2013 SRT Viper gets the optional Track Pack

Article by Christian A., on February 27, 2013

“To an engineer, it's simple physics. To an SRT Viper Track Pack customer, it's simply incredible.” This is how Chrysler describes the new Track Pack that it is now available for the 2013 SRT Viper. According to the official press release, at the heart of this package is a state-of-the-art braking package.

If on the standard version of the SRT Viper, the brake cooling ductwork are designed to promote maximum cooling and downforce, the Track Pack takes things even further and replaces the replacing conventional thin-post cooling vanes with exotic curved vanes. Moreover, the Track Pack brake rotors draw in from the center, near the hub and the curved vanes then work to pump air outward, cooling the rotor surfaces in a more active manner.

Furthermore, Chrysler says that the Track Pack brakes were designed to be especially effective on the track in the 100 mph-plus range. Due to this, at slower speeds, the cooling advantage dissipates to fall back in line with the standard car. The Track Pack also makes the car lighter, as it is with 32 pounds lighter than the one found in the standard car.

Track Pack owners will save 62 pounds of unsprung weight compared to a standard SRT Viper. Under the hood, the car keeps its impressive 8.4-liter V10 engine delivering 640 hp and 600 lb.-ft. of torque, mated to the Tremec TR060 six-speed manual transmission. "A customer's perception of the brake system depends very much on the way the driver uses the car," notes Graham Henckel, Chief Engineer of the SRT Viper. "The faster you go, the greater the advantage."

Press Release

SRT Viper Track Pack

SRT® Viper customers who elect to extract the highest degree of track performance from their vehicle can opt for the Track Pack. At the heart of this sophisticated suite of subtle upgrades is a state-of-the-art braking package that improves upon the Viper's already impressive brake cooling properties.

All SRT Viper trim levels are equipped with carefully refined brake cooling ductwork designed to promote maximum cooling and downforce. Track Pack brake rotors take this cooling theory to the next level, replacing conventional thin-post cooling vanes with exotic curved vanes.

Track Pack brake rotors draw in from the center, near the hub. The curved vanes then work to pump air outward, cooling the rotor surfaces in a more active manner compared to the passive airflow in a conventional thin-post rotor.

"A customer's perception of the brake system depends very much on the way the driver uses the car," notes Graham Henckel, Chief Engineer of the SRT Viper. "The faster you go, the greater the advantage."

Track Pack brakes are designed to be especially effective on the track in the 100 mph-plus range. At slower speeds, the cooling advantage dissipates to fall back in line with the standard car. However, the Track Pack's weight advantage is realized at any speed: at eight pounds less per rotor, the Track Pack brake setup is 32 pounds lighter than in the standard car. Factor in the lightweight wheels and lightweight tires, and the weight savings is considerable: in the most optimal case, Track Pack owners will save 62 pounds of unsprung weight compared to a standard SRT Viper.

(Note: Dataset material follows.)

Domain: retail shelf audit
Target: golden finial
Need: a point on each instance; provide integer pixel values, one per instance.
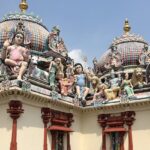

Reducing unsprung weight pays dividends in triplicate on the track. Unsprung weight must be carefully managed to ensure optimal cornering and launch characteristics. The less unsprung weight a vehicle carries, the less damping is required to keep the tires in contact with the road surface. Reducing rotational inertia also means reducing the amount of work that must be done to get the wheels, tires and brake rotors up to speed when launching.

To an engineer, it's simple physics. To an SRT Viper Track Pack customer, it's simply incredible.